Introducing Suspended Jobs
Author: Adhityaa Chandrasekar (Google)
Jobs are a crucial part of Kubernetes' API. While other kinds of workloads such as Deployments, ReplicaSets, StatefulSets, and DaemonSets solve use-cases that require Pods to run forever, Jobs are useful when Pods need to run to completion. Commonly used in parallel batch processing, Jobs can be used in a variety of applications ranging from video rendering and database maintenance to sending bulk emails and scientific computing.

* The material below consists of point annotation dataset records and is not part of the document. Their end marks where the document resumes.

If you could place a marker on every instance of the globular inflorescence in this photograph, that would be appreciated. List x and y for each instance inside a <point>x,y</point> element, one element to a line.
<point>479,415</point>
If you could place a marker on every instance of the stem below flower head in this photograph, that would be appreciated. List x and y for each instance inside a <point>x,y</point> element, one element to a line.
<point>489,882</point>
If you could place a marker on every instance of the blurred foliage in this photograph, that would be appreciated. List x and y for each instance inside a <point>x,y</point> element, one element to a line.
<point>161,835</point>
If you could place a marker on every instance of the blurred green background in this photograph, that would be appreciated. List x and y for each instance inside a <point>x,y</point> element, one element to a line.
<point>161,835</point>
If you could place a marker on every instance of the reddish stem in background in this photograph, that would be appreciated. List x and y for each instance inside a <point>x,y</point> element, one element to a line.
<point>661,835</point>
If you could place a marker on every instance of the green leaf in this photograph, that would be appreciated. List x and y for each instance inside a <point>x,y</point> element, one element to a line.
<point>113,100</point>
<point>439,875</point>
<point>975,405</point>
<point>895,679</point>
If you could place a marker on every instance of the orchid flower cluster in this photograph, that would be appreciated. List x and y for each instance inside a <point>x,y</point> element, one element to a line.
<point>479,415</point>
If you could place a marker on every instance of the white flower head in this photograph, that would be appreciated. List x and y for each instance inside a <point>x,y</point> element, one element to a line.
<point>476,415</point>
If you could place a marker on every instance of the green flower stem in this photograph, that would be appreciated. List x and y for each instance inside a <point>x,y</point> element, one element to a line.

While the amount of parallelism and the conditions for Job completion are configurable, the Kubernetes API lacked the ability to suspend and resume Jobs. This is often desired when cluster resources are limited and a higher priority Job needs to execute in the place of another Job. Deleting the lower priority Job is a poor workaround as Pod completion history and other metrics associated with the Job will be lost.
With the recent Kubernetes 1.21 release, you will be able to suspend a Job by
updating its spec. The feature is currently in alpha and requires you to
enable the SuspendJob
feature gate
on the API server
and the controller manager
in order to use it.
API changes
We introduced a new boolean field suspend
into the .spec
of Jobs. Let's say
I create the following Job:
apiVersion: batch/v1
kind: Job
metadata:
name: my-job
spec:
suspend: true
parallelism: 2
completions: 10
template:
spec:
containers:
- name: my-container
image: busybox
command: ["sleep", "5"]
restartPolicy: Never
Jobs are not suspended by default, so I'm explicitly setting the suspend
field
to true in the .spec
of the above Job manifest. In the above example, the
Job controller will refrain from creating Pods until I'm ready to start the Job,
which I can do by updating suspend
to false.
As another example, consider a Job that was created with the suspend
field
omitted. The Job controller will happily create Pods to work towards Job
completion. However, before the Job completes, if I explicitly set the field to
true with a Job update, the Job controller will terminate all active Pods that
are running and will wait indefinitely for the flag to be flipped back to false.
Typically, Pod termination is done by sending a SIGTERM signal to all container
processes in the Pod; the graceful termination period
defined in the Pod spec will be honoured. Pods terminated this way will not be
counted as failures by the Job controller.
It is important to understand that succeeded and failed Pods from the past will continue to exist after you suspend a Job. That is, that they will count towards Job completion once you resume it. You can verify this by looking at Job's status before and after suspension.
Read the documentation for a full overview of this new feature.
Where is this useful?
Let's say I'm the operator of a large cluster. I have many users submitting Jobs to the cluster, but not all Jobs are created equal — some Jobs are more important than others. Cluster resources aren't infinite either, so all users must share resources. If all Jobs were created in the suspended state and placed in a pending queue, I can achieve priority-based Job scheduling by resuming Jobs in the right order.
As another motivational use-case, consider a cloud provider where compute resources are cheaper at night than in the morning. If I have a long-running Job that takes multiple days to complete, being able to suspend the Job in the morning and then resume it in the evening every day can reduce costs.
Since this field is a part of the Job spec, CronJobs automatically get this feature for free too.
References and next steps
If you're interested in a deeper dive into the rationale behind this feature and the decisions we have taken, consider reading the enhancement proposal. There's more detail on suspending and resuming jobs in the documentation for Job.
As previously mentioned, this feature is currently in alpha and is available
only if you explicitly opt-in through the SuspendJob
feature gate.
If this is a feature you're interested in, please consider testing suspended
Jobs in your cluster and providing feedback. You can discuss this enhancement on GitHub.
The SIG Apps community also meets regularly
and can be reached through Slack or the mailing list.
Barring any unexpected changes to the API, we intend to graduate the feature to
beta in Kubernetes 1.22, so that the feature becomes available by default.